Le gouvernement iranien est en train de détruire l’environnement à Ahvaz
De nombreux Ahwazis – les habitants arabes qui vivent principalement dans la province iranienne du Khouzistan, dans le sud du pays – estiment qu’en l’espace de près d’un siècle, l’État iranien a délibérément négligé leurs terres, les transformant en un désert et provoquant des tempêtes de sable géantes qui ont tué 2 000 habitants suite à des maladies associées au cours des dernières années.
L’eau potable dans la ville d’Ahvaz est si sale et brune que les habitants plaisantent en disant qu’ils ne boivent pas de l’eau, mais du milk-shake au chocolat
C’est en 1908 que du pétrole a été découvert dans la région. En 1925, Reza Khan, le chah d’Iran, a envahi ce qu’on appelait alors l’émirat d’Ahvaz, avant de renverser le souverain arabe de la région et d’annexer ses 330 000 kilomètres carrés en 1934. Les terres ont été confisquées par l’État à leurs propriétaires arabes puis transférées au gouvernement.
Depuis lors, l’État a systématiquement abandonné le territoire et les habitants de la région, transformant les terres fertiles en un petit désert et une source de pollution dans la région.
Aujourd’hui, l’eau potable livrée dans les habitations de la ville d’Ahvaz est si sale et brune que les habitants plaisantent en disant qu’ils ne boivent pas de l’eau, mais du milk-shake au chocolat.

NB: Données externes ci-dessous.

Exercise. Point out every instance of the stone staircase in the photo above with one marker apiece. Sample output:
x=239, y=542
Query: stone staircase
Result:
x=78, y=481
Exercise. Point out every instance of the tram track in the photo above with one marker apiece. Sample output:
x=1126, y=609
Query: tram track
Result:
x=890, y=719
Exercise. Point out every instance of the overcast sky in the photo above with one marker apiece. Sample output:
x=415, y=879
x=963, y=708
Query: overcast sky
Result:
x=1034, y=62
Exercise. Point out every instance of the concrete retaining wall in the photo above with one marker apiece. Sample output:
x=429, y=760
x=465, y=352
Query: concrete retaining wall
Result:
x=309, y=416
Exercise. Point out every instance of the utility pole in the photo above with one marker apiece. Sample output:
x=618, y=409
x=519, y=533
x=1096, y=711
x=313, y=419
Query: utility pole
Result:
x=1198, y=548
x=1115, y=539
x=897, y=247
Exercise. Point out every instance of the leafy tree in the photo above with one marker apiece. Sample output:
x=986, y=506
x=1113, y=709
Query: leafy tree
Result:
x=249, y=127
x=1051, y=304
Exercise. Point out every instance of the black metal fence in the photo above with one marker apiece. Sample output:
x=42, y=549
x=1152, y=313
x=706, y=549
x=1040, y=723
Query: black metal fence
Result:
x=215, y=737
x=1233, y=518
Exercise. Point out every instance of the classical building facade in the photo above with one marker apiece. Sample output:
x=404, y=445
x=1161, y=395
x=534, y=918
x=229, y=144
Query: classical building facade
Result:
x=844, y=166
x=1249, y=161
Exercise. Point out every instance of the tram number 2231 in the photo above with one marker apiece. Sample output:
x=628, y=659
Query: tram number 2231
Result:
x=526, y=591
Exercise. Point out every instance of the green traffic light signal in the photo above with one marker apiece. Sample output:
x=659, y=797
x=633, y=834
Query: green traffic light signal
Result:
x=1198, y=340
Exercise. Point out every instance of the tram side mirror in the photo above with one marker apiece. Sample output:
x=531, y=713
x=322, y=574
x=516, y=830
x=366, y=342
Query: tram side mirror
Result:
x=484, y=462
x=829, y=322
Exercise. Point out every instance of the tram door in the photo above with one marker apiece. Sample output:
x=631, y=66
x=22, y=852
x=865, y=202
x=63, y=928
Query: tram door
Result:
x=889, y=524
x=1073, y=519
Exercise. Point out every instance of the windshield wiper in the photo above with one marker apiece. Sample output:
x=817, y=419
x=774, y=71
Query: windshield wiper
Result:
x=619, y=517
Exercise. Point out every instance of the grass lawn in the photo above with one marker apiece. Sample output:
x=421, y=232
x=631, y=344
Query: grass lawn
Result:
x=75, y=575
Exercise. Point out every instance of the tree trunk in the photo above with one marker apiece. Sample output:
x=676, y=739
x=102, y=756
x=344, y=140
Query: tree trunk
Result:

Le coût de la réparation de l’infrastructure hydraulique surannée dépasse les capacités financières de la province.
Pour les Ahwazis, ce n’est là qu’un aspect de ce qu’ils décrivent comme du racisme répandu. Bien qu’ils soient majoritaires dans la province, ils sont souvent dans l’incapacité d’obtenir un emploi car victimes de discrimination.
Bien que l’État construise des installations de première classe dans la province pour les nouveaux arrivants perses, le niveau de pauvreté dans le Khouzistan reste parmi les plus élevés de toutes les provinces du pays et ce, malgré l’existence de pétrole, de gaz et d’autres ressources nationales lucratives.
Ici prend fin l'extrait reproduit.